Babama severek varmış derler annem de.
O zaman kaç senesi; tıp, bildiğiniz gibi.
Bütün umut Allah’tan; hep bildiğiniz gibi.
  85   “Zatürrée. Geceyi atlatırsa ümit var.
Kışın olsa giderdi.” (Dışarda ıslak bahar.)
Birden gözünü açtı: karanlık pencereler,
Yağmur izleri. Selim, “Atatürk’ü gördüm,” der.
Taşrada yetişirken öğrendiği tek dildi
   90   Türkçe, cahil Selim’in. Bu kadar diyebildi.
Oysa bilseydi (canım) biraz da Fransızca
“Voila Atatürk maman!” derdi muhakkak orada.
Az gelişmiş babanın az gelişmiş tek oğlu,
Şimdi hatırladım da gene gözlerim doldu.
   95   Donuk aydınlığında idare lambasının,
Üzerine eğilen gölgenin (babasının)
Varlığından habersiz, soluk bir ateş gibi
Küçücük yatağında. Bir aydınlık belirdi:
“İşte güneş doğuyor. Kurtuldu, yaşayacak!”
   100  Yamalı bir yıldızdı ilerde ışıyacak.
“İzin ver Selim biraz, Hegel, Fichte diyelim,
Felsefeyle ilişkin bir de ekmek yiyelim.”

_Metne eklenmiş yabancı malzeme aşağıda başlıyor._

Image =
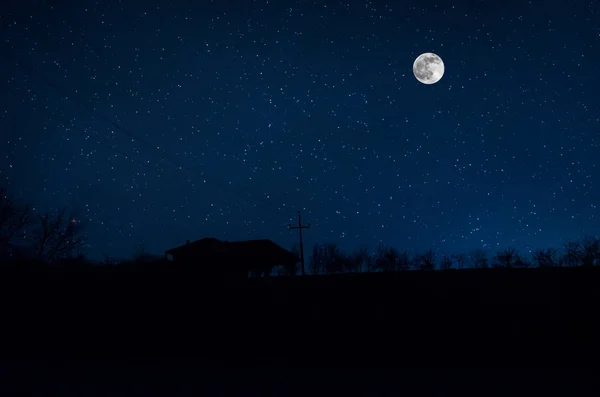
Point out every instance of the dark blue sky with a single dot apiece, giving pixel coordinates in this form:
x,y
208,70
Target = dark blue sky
x,y
223,118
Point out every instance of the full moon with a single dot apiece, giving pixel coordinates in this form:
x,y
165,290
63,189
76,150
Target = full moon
x,y
428,68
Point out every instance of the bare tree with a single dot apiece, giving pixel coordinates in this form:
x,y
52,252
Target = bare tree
x,y
327,258
357,260
446,263
317,260
56,236
590,252
573,253
404,261
521,262
386,258
14,219
460,260
425,261
505,258
546,257
335,259
479,259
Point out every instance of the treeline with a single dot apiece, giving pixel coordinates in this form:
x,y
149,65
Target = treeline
x,y
44,237
57,237
327,258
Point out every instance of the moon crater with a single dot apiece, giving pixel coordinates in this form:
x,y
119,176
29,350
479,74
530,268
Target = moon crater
x,y
428,68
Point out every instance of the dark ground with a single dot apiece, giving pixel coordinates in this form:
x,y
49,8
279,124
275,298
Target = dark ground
x,y
168,323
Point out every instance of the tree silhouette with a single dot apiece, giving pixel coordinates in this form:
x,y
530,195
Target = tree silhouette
x,y
479,259
546,257
14,219
506,258
590,251
425,261
56,236
446,263
460,260
357,260
386,258
573,253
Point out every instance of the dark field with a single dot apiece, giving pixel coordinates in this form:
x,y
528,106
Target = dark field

Böyle buyurdu Kargı, thus spake King Solomon
Yerindedir bu yargı, evet haklı Platon,
   105  Felsefeyi seviniz, fakat koparmayınız.
Demekle özetliyor: bu dünyada yalnızız.
Özür dilerim senden bu sütunda açıkça,
Çocukluk günlerine kapılmışım çocukça.
Kelimenin anlamı: sevmek demek Yunanca.
110   Filo. Sofya’yı sevmek oluyor Filosofya.

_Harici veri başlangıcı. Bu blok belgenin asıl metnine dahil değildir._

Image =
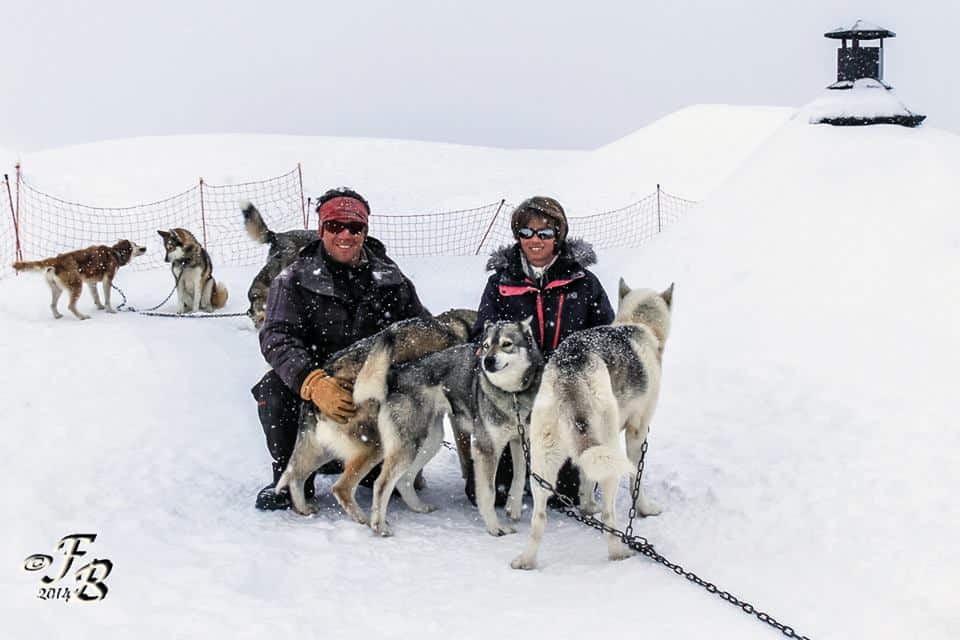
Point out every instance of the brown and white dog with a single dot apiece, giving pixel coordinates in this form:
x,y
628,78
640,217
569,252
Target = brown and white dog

Hatırlarsın pasajda Lefter’in meyhanesi,
Servis yapar, şarkı söyler; biraz kısıktı sesi.
“O Sofya mu, Sofya mu. Sensiz içmek olur mu?”
Kır saçlı laternacı biraz mahzun dururdu.
115   ‘İn vino veritas.’ Ders sofistlerden Duzikos,
Tarih felsefesinde, ‘Armoniko Muzikos...’
“Gene sapıttın Selim. Seni kim durduracak?”
Söylemiştim Süleyman: ben başlamazsam ancak
Durdurulabilirim. Ayrıca fakir dilim
120   Bağlı hece vezniyle, taş kesildi sağ elim.
Hecenin çarmıhına çivilenmiş ellerim.
Kafiye Tanrısına kurban oldum. Efendim?
“Bir şarkının sonuna kadar sabredemedin.”
Bundan kaybediyorum, böyle olduğum için.
125   Ne olur tutma artık beni hece vezniyle
Allahın, senin ve tüm sevenlerin izniyle
Çözülsün zincirlerim, tutulan kol çalışsın.
Bir espri uğruna harcatmayın, alışsın
Selim Işık insana. Söylesin şarkısını
130   Kesintisiz, acemi. Oblomov hırkasını
Çıkarsın bedeninden. Ey ölü ruh! kıyam et!


Beğendin mi Süleyman? “Beğenmedim, devam et.”